Yes, God is wholly other than what we are. The prophets spoke of him, indeed, but God in himself was wholly unknown to humanity, until he was found in the womb of Mary. Jesus is the meeting point. In him the divine and the human become one, and eternity enters history.
This is why the birth, life, death and resurrection of Jesus actually matter as events in history. They are not simply symbolic stories. Though they are of course full of theological meaning that the church will never exhaust, they have to be anchored in history.

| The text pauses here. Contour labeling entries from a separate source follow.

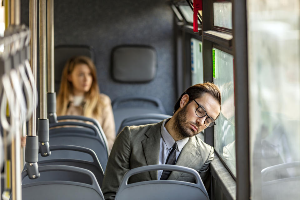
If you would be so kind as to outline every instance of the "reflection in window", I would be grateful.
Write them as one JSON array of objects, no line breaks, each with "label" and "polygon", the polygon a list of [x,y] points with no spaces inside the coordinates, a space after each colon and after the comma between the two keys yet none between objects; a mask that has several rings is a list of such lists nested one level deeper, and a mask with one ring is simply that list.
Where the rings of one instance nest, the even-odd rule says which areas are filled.
[{"label": "reflection in window", "polygon": [[178,7],[187,21],[189,23],[193,23],[194,22],[194,13],[190,6],[181,5]]},{"label": "reflection in window", "polygon": [[300,3],[247,1],[251,196],[300,196]]},{"label": "reflection in window", "polygon": [[213,3],[213,25],[232,29],[232,6],[231,2]]},{"label": "reflection in window", "polygon": [[192,85],[203,82],[203,62],[202,62],[202,42],[191,39],[191,60]]},{"label": "reflection in window", "polygon": [[233,56],[212,49],[213,82],[221,92],[221,112],[214,128],[215,150],[232,174],[236,174]]}]

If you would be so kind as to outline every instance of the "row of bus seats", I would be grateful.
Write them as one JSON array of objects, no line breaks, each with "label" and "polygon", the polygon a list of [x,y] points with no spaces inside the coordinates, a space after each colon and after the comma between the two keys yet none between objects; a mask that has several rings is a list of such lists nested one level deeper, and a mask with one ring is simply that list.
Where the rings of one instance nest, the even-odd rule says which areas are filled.
[{"label": "row of bus seats", "polygon": [[[80,52],[78,48],[82,47],[63,47],[68,49],[67,51],[69,53],[70,48]],[[83,47],[86,49],[86,47]],[[89,48],[88,49],[92,49]],[[67,55],[66,58],[74,54],[79,55]],[[61,53],[55,55],[56,59],[58,56],[66,55],[65,53]],[[136,100],[150,102],[154,104],[154,108],[120,106],[125,102]],[[156,123],[170,117],[165,114],[162,105],[159,100],[153,98],[120,98],[113,103],[113,111],[117,113],[115,116],[123,118],[116,119],[116,121],[119,123],[116,127],[119,127],[120,130],[125,126]],[[108,152],[106,138],[101,126],[96,120],[82,116],[59,116],[57,119],[58,122],[52,122],[49,125],[51,145],[49,156],[45,157],[41,152],[38,157],[40,177],[36,179],[30,177],[30,175],[32,174],[30,166],[26,166],[22,173],[22,199],[104,199],[101,187]],[[74,121],[74,120],[78,121]],[[92,124],[85,122],[87,121]],[[162,169],[190,174],[195,177],[196,183],[158,180],[128,184],[128,179],[133,174]],[[174,189],[176,188],[178,189]],[[156,192],[153,192],[153,191]],[[184,192],[182,192],[183,191]],[[187,168],[168,165],[149,166],[130,170],[124,176],[115,199],[162,198],[175,200],[187,198],[208,199],[201,178],[196,171]]]}]

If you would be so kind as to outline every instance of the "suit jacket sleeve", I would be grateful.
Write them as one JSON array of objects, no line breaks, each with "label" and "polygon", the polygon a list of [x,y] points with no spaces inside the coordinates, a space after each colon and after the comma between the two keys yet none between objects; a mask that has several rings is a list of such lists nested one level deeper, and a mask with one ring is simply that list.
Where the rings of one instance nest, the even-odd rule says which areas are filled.
[{"label": "suit jacket sleeve", "polygon": [[112,147],[102,183],[106,200],[116,195],[124,174],[129,170],[131,136],[130,129],[126,127],[117,137]]},{"label": "suit jacket sleeve", "polygon": [[207,157],[203,166],[200,170],[199,174],[201,177],[205,188],[209,195],[210,191],[210,185],[211,182],[211,175],[210,168],[210,162],[213,159],[213,148],[211,147],[210,152]]}]

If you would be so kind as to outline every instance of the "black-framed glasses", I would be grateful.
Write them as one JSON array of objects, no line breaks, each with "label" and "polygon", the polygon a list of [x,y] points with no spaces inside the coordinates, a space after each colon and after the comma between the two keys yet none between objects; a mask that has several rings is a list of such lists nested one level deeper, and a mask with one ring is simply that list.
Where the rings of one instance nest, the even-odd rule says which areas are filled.
[{"label": "black-framed glasses", "polygon": [[206,127],[210,127],[215,124],[216,123],[215,122],[215,121],[212,119],[212,118],[208,116],[205,109],[197,103],[196,100],[194,99],[194,101],[198,105],[198,108],[196,109],[196,111],[195,111],[197,116],[200,118],[202,118],[207,116],[208,117],[205,119],[205,120],[204,121],[204,124],[205,125]]}]

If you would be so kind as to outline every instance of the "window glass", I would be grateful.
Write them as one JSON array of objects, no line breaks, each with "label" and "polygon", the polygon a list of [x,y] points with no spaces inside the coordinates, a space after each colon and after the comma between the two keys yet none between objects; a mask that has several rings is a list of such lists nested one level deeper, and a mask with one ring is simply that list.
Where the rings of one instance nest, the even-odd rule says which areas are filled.
[{"label": "window glass", "polygon": [[213,82],[221,92],[220,115],[214,128],[215,150],[225,162],[232,174],[236,174],[235,129],[233,89],[233,57],[212,48]]},{"label": "window glass", "polygon": [[300,3],[248,1],[251,196],[300,196]]},{"label": "window glass", "polygon": [[190,6],[181,5],[179,6],[178,7],[187,21],[193,23],[194,22],[194,13]]},{"label": "window glass", "polygon": [[213,3],[213,25],[232,29],[232,6],[231,2]]},{"label": "window glass", "polygon": [[202,62],[202,42],[191,39],[191,60],[192,85],[203,82],[203,62]]}]

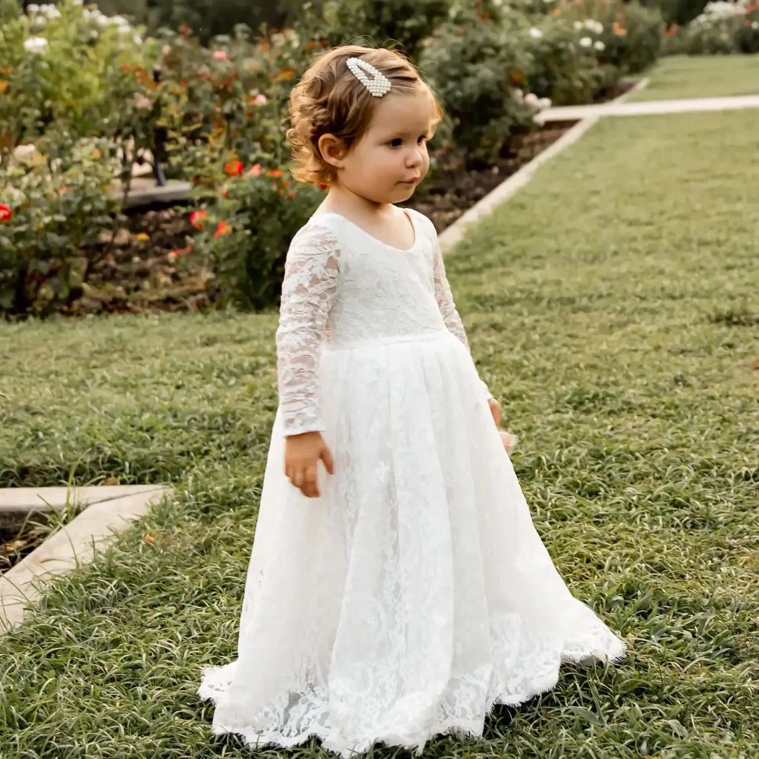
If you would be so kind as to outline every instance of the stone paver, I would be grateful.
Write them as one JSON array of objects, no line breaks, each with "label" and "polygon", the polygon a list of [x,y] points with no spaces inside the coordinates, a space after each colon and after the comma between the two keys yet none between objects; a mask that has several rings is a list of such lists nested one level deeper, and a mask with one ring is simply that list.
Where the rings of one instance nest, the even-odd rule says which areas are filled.
[{"label": "stone paver", "polygon": [[0,489],[0,527],[20,524],[31,513],[64,509],[67,503],[89,506],[121,496],[155,490],[155,485],[104,485],[100,487],[7,487]]},{"label": "stone paver", "polygon": [[539,116],[541,123],[573,121],[597,116],[644,116],[666,113],[695,113],[759,108],[759,95],[698,98],[693,100],[647,100],[643,102],[608,102],[597,106],[549,108]]},{"label": "stone paver", "polygon": [[[33,504],[33,494],[47,491],[48,502],[66,502],[67,489],[8,488],[0,491],[6,505],[14,500]],[[96,552],[106,548],[131,520],[138,519],[150,507],[169,495],[172,489],[165,485],[116,486],[109,488],[112,496],[99,500],[106,487],[77,489],[80,502],[90,503],[71,522],[49,537],[13,568],[0,576],[0,635],[20,625],[30,606],[45,592],[47,584],[77,566],[89,563]],[[14,490],[26,491],[14,494]],[[50,491],[56,490],[57,493]]]}]

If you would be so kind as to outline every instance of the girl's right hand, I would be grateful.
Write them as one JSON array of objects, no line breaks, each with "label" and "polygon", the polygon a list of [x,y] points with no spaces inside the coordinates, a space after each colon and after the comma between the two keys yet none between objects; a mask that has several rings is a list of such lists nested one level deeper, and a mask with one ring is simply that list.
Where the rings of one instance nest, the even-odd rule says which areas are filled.
[{"label": "girl's right hand", "polygon": [[319,459],[330,474],[335,474],[332,453],[320,432],[304,432],[285,439],[285,474],[309,498],[320,495],[317,484]]}]

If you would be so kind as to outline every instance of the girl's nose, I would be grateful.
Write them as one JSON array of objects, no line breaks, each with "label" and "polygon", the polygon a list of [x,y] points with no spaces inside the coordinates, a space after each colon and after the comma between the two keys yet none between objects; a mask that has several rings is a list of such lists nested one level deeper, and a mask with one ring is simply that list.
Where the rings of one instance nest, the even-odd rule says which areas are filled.
[{"label": "girl's nose", "polygon": [[408,155],[406,156],[406,165],[408,166],[409,168],[413,168],[414,166],[418,166],[421,162],[422,150],[417,145],[417,146],[412,148]]}]

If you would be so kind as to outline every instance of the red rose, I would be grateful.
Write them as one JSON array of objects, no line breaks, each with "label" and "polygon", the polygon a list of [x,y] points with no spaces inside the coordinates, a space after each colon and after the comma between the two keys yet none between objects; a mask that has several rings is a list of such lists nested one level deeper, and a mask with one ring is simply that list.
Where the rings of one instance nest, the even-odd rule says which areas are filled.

Salvation is not just a nice idea. Salvation has entered the real world. The world of suffering and sin and death. The world of Aleppo, the world of babies abandoned on freezing bombed out streets. The world of the secret sorrows and sufferings that so many people bear and for whom Christmas would be torment if it were simply a cheerful nice idea. All this concrete world of tragedy and tears is really redeemed because God was really born in it as one of us.
Christianity takes the world very seriously, and takes humanity most seriously of all. Ours is not an other worldly faith, pie in the sky when you die. It is not a collection of moral fables to improve the reader. It is not interested in spirit alone, but in body and spirit, the whole reality of what it is to be human in the world. This concrete world, and our concrete lives, have been embraced by God in the birth of Jesus the God-Man.

Therefore this world matters. Our lives matter. Our bodies matter. The choices we make matter. In our modern world we ae often invited to think that the choices we make are matters for ourselves alone, mental transactions in the privacy of our heads that have no connection with the world out there.
Christianity turns that inside out. Everything we think and do impacts on the concrete world in some way or another. And as both our selves and our world have been embraced by God for redemption, the call of the Gospels is universal. Everything we do has Christ the redeemer as its ultimate object. Everything we do, in the last analysis, is either working with God’s purposes in the world, or against them.
The birth of Jesus the God-Man, the new Adam, calls us to take our part in the new creation, in which all human beings are honoured and valued – especially the outcast and marginalised. The birth of Jesus in this world calls us to care for this world with the same intensity and reality that he did, and in concrete ways. In working for peace and reconciliation, in protecting the environment, in healing the sick and being with the lonely and unloved.

There is nothing unworldly about the birth of Jesus. It is the message of hope and redemption for this world as it actually is. And that is reason enough to celebrate the feast, when we get to it, with great joy.